More than 1000 conf and lowq eccDNAs were derived from chromosomal breakpoints that were more than 25 kb apart (Fig. 3b). With an average gene size of 27 kb in the human genome⁴⁰ many of these potential eccDNAs could be large enough to contain full genes. The majority of breakpoints >25 kb apart flanked genic loci (74%), and the largest was [PRRC2B-SETX^{circle 134213-135213kb}] at 1 Mb (Supplementary Data 3). Notably, several breakpoints >25 kb apart from nearly identical genic or intergenic regions were found in two or more individuals (Fig. 3b). For instance, the 941-kb [HLA-E_HLA-C^{circle 30,372-31,314kb}] came from precursor genes of the major histocompatibility complex (class I, E, and C) and was identified in participants B6 and B14. [SERF1A_SMN2 ^{circle 68,904-69,760kb}] was detected by junction reads that mapped to two identical noncoding RNA genes, 838 kb apart, in participants B3, B5, and B9 (Fig. 3b and Supplementary Data 4).
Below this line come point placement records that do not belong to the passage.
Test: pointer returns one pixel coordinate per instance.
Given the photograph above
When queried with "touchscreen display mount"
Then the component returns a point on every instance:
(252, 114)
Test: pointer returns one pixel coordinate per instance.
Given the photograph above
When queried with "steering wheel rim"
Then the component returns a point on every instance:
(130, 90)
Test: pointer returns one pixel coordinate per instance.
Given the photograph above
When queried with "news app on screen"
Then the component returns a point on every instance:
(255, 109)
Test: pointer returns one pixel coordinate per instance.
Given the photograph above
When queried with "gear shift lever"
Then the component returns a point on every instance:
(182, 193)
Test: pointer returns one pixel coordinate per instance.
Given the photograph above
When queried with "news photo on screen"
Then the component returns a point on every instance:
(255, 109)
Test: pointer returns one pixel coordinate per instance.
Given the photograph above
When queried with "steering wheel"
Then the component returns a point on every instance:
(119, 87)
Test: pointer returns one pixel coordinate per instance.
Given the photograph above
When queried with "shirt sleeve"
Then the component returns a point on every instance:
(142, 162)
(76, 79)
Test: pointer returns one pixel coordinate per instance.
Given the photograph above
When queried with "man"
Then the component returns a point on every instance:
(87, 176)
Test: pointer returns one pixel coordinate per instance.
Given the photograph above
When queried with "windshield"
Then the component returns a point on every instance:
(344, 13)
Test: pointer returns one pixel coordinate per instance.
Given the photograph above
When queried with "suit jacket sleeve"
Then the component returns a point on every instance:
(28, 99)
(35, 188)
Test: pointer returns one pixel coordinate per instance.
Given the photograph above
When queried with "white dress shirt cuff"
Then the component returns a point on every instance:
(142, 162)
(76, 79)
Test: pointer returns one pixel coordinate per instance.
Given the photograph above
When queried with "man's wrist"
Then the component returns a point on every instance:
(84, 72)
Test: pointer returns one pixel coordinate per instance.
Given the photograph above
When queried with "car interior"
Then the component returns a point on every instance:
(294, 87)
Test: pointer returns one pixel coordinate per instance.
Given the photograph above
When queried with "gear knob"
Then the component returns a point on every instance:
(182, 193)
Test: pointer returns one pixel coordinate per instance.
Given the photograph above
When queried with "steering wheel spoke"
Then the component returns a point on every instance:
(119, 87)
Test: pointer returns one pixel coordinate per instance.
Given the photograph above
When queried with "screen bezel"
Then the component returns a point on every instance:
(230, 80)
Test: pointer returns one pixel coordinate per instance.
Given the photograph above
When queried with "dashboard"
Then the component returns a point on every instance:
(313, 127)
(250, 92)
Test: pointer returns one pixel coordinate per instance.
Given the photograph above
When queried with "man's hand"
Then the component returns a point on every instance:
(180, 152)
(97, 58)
Recurrent eccDNAs are known in yeast, where paralogous genes and repetitive sequences recombine to form identical eccDNAs in independent cell lines^25,27,41. This phenomenon also appeared to occur in humans as breakpoints in blocks of paralogous genes were found repeatedly in two or more participants. For instance, we found recurrent breakpoints >25 kb apart that flanked genes in the preferentially expressed antigen in melanoma family (PRAMEF), the histone cluster 2, defensin betas, the C-C motif chemokine ligands, and killer cell immunoglobulin-like receptors (Fig. 3b and Supplementary Data 3 and 4). Although the potential large eccDNAs had fewer sequence reads assigned to them, the joint probability of finding similar breakpoints by chance in two participants is <10⁻¹², using an overlap of 95%. These results suggested that chromosomal breakpoints in loci up to several 100,000 bp apart could lead to eccDNA and some loci were hotspots for DNA circularization.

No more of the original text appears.